The crew flew 16,000 miles taking off from Pease, flying over Hawaii and around Guam before turning around and starting the flight back to New Hampshire. The flight is now Air Mobility Command’s longest mission to date.

“This extended mission is yet another example of capable Airmen taking charge and moving out to accelerate our employment of the KC-46A,” said Gen. Mike Minihan, Air Mobility Command commander. “This Total Force mission boldly highlights the imperative to think differently, change the way we do business, and provide options to the Joint Force.”

It takes a continuous supply of fuel to stay aloft for hours on end. Since every KC-46A can itself be refueled in flight, each aircraft can persist in operations areas to provide sustained support to armed aircraft.
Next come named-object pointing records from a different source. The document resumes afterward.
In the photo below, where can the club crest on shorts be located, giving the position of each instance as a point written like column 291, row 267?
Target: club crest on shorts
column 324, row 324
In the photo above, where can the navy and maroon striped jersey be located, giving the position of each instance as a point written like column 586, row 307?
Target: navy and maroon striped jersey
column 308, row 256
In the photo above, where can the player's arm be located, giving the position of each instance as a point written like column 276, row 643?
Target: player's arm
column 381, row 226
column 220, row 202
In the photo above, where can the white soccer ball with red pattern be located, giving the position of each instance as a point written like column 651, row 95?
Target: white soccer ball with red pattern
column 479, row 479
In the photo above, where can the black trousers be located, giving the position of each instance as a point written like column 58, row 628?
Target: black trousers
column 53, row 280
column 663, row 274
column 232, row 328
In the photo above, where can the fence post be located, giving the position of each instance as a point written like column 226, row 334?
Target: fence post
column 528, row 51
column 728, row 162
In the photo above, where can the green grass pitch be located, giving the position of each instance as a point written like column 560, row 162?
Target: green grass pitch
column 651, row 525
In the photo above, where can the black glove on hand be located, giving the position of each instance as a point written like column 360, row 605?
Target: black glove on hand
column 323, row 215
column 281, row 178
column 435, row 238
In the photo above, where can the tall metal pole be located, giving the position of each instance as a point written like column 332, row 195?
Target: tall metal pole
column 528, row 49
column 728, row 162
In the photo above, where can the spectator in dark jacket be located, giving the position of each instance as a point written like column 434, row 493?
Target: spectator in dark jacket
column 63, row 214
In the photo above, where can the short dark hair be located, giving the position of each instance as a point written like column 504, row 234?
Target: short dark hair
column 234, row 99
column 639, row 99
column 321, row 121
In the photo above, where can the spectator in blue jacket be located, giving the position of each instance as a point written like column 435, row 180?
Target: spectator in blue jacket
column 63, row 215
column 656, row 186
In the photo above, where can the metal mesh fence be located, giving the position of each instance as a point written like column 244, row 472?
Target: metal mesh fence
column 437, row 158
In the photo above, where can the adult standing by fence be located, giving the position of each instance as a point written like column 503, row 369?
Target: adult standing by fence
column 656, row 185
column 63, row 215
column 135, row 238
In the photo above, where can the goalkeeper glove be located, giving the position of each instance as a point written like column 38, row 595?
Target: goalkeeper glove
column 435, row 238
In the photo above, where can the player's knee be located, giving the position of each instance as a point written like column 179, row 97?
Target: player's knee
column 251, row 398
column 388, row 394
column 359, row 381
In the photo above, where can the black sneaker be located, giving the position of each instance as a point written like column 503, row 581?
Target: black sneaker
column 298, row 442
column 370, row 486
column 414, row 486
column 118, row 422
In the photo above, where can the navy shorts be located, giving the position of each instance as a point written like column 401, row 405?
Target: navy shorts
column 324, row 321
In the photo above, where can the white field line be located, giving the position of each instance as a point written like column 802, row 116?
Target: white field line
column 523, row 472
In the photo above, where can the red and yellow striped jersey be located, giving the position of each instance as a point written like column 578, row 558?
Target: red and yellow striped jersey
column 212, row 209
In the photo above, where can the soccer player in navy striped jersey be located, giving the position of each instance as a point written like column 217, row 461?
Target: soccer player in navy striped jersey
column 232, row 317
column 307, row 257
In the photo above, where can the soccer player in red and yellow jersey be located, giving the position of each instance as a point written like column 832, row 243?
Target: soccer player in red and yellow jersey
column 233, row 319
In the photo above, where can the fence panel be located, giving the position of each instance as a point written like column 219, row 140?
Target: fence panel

The endurance mission put these capabilities on display, taking on fuel three times throughout the flight and delivering gas to F-22 Raptors while flying a closed-loop pattern off the coast of Hawaii.

It takes more than gas to stay in the air — the crew must also be sustained, and this was another refueling barrier tested and shattered on the mission. Taking turns at the stick were three aircrews, two from ANG’s 133rd Air Refueling Squadron under the 157th ARW, and the other from the 64th ARS. While one crew flew, the other two rested, highlighting total force operations.

The 64th ARS aircrew were Lt. Col. Brandon Stock and Capt. Dan Dixon, both 64th ARS pilots, and Tech. Sgt. Amy James, 64th ARS instructor boom operator.

“My longest sortie prior to the endurance flight was 14 hours,” said James. “The 36-hour flight was definitely a unique experience, something I never thought I’d be doing in this aircraft. We are certainly keeping things interesting in the KC-46 community.”

The 64th ARS was temporarily deactivated when the local Air National Guard decommissioned the KC-135 Stratotaker. Once the 157th ARW completed the conversion to the KC-46A Pegasus, the 64th ARS was reactivated on July 8, 2022. By December 2023, the squadron will have 160 Airmen assigned to the unit.

“This mission was a true example of Total Force Integration,” said Lt. Col. Brian Carloni, the 157th Operations Group commander. “The expertise of both our Guard and Active-Duty Airmen in executing this mission, demonstrated how critical teamwork is in any wartime scenario.”